ALBIN MICHEL
(Paris, France), coll. Romans étrangers Dépôt légal : mars 1996, Achevé d'imprimer : février 1996 Première édition Roman, 400 pages, catégorie / prix : 130 FF ISBN : 2-226-08179-8 Format : 15,4 x 24,0 cm✅ Genre : Fantastique
Hawaï. De tous temps, les sorciers ont invoqué les divinités souterraines pour chasser l'homme blanc de l'archipel. En vain. Le spectacle des volcans, la beauté des îles ont attiré touristes, et hommes d'affaires peu scrupuleux. Mais aujourd'hui, les puissances surnaturelles se déchaînent. Tandis que le ciel se noircit de fumées mortelles, des corps démembrés sont retrouvés, et les coulées de magma en fusion menacent un luxueux complexe hôtelier.

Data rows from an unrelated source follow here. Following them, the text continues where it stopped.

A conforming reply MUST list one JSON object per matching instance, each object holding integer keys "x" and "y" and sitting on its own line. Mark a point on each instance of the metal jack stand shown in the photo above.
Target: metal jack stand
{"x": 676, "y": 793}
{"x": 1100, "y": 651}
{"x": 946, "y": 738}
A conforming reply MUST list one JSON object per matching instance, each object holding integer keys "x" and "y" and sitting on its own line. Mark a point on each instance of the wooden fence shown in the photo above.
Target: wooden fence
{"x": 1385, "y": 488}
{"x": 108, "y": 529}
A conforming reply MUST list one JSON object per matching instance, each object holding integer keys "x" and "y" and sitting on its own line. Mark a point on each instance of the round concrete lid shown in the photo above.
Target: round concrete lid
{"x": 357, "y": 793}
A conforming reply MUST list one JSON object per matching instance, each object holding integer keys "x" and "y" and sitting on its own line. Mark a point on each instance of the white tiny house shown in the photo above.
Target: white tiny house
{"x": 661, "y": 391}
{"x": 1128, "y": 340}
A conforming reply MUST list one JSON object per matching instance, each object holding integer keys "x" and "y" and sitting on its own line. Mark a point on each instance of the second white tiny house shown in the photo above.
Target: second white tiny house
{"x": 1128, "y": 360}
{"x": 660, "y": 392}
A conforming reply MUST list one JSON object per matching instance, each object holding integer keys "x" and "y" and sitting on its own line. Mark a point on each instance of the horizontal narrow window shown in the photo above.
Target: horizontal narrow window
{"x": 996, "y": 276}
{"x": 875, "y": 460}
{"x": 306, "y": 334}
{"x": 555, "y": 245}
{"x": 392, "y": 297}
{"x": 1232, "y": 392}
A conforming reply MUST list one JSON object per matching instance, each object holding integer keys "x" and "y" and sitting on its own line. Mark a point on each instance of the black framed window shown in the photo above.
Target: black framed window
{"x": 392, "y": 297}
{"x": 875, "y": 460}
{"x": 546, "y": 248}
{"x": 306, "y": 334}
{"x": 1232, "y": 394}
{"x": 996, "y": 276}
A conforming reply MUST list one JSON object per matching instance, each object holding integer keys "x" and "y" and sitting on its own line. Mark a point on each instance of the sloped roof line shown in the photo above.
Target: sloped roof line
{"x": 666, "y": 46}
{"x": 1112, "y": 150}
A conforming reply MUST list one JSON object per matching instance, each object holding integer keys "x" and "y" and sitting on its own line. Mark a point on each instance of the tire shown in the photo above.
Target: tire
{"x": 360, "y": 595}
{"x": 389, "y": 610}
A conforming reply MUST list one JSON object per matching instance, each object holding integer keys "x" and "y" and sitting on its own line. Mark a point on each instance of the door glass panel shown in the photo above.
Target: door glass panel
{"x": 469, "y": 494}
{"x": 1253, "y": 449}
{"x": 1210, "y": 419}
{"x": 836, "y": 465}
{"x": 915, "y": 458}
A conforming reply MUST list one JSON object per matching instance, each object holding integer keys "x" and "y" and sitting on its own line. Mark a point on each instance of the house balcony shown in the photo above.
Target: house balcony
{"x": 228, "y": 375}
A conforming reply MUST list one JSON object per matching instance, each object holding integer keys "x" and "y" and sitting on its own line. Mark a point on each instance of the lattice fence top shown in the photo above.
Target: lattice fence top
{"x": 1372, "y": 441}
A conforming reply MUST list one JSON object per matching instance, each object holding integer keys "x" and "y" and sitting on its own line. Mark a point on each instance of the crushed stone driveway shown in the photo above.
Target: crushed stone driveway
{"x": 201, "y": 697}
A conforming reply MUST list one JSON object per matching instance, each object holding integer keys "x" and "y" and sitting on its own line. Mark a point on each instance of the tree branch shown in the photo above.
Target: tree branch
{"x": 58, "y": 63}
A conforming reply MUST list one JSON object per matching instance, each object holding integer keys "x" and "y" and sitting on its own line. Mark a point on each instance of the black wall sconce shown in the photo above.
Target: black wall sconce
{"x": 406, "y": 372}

En 1866, les dieux avaient été refoulés avec l'aide de la déesse Pele. A présent, rien ne semble pouvoir contenir les laves de l'enfer qui bouillonnent dans le ventre de la Terre.
Dans un décor de paradis, Dan Simmons déchaîne l'apocalypse. Après Nuit d'été et Les Fils des ténèbres, Les Feux de l'Eden embrase et réactive des rivalités qu'on croyait endormies. Un roman que Stephen King lui-même aurait pu écrire, entre mythe, cauchemar et vision de terreur, au plus profond de l'âme humaine, là où l'imaginaire se mêle au réel pour nous saisir d'un troublant effroi.
Les Feux de l'Éden est avant tout une histoire d’ambition humaine. Deux époques son explorées où des personnages occidentaux se propulsent eux-mêmes hors de leur écoumène : au milieu du xixe siècle, une véritable aventurière américaine visite une Hawaï alors pas encore associée aux États-Unis, et le fait aux côtés du futur Mark Twain ; vers la fin du xxe, sa (petite) nièce Eleanor Perry sacrifie aux plaisirs du tourisme de masse et part en avion sur les traces de sa tante Kidder munie de son journal de voyage. Les deux époques se répondent : le récit de 1866 livre peu à peu des clés enseignant aux protagonistes comment survivre en 1994… Car les peuples de Hawaï résistent à l’assimilation : religieuse dans un premier temps, le christianisme des missionnaires américains cherchant à l’époque de tante Kidder à éliminer le culte polynésien traditionnel… puis économique dans un deuxième temps, le capitalisme représenté par le milliardaire Byron Trumbo (qui n’est, d’après le texte lui-même et malgré de nombreux points communs, pas un avatar du 45e PotUS à l’époque où il n’était encore « que » magnat de l’immobilier) cherchant à optimiser ses profits en vendant un hôtel de luxe dont on murmure qu’il pourrait être maudit. L’aventure et la domination : deux des dimensions qui amènent les personnages à la confrontation avec une réalité d’ordre supérieur.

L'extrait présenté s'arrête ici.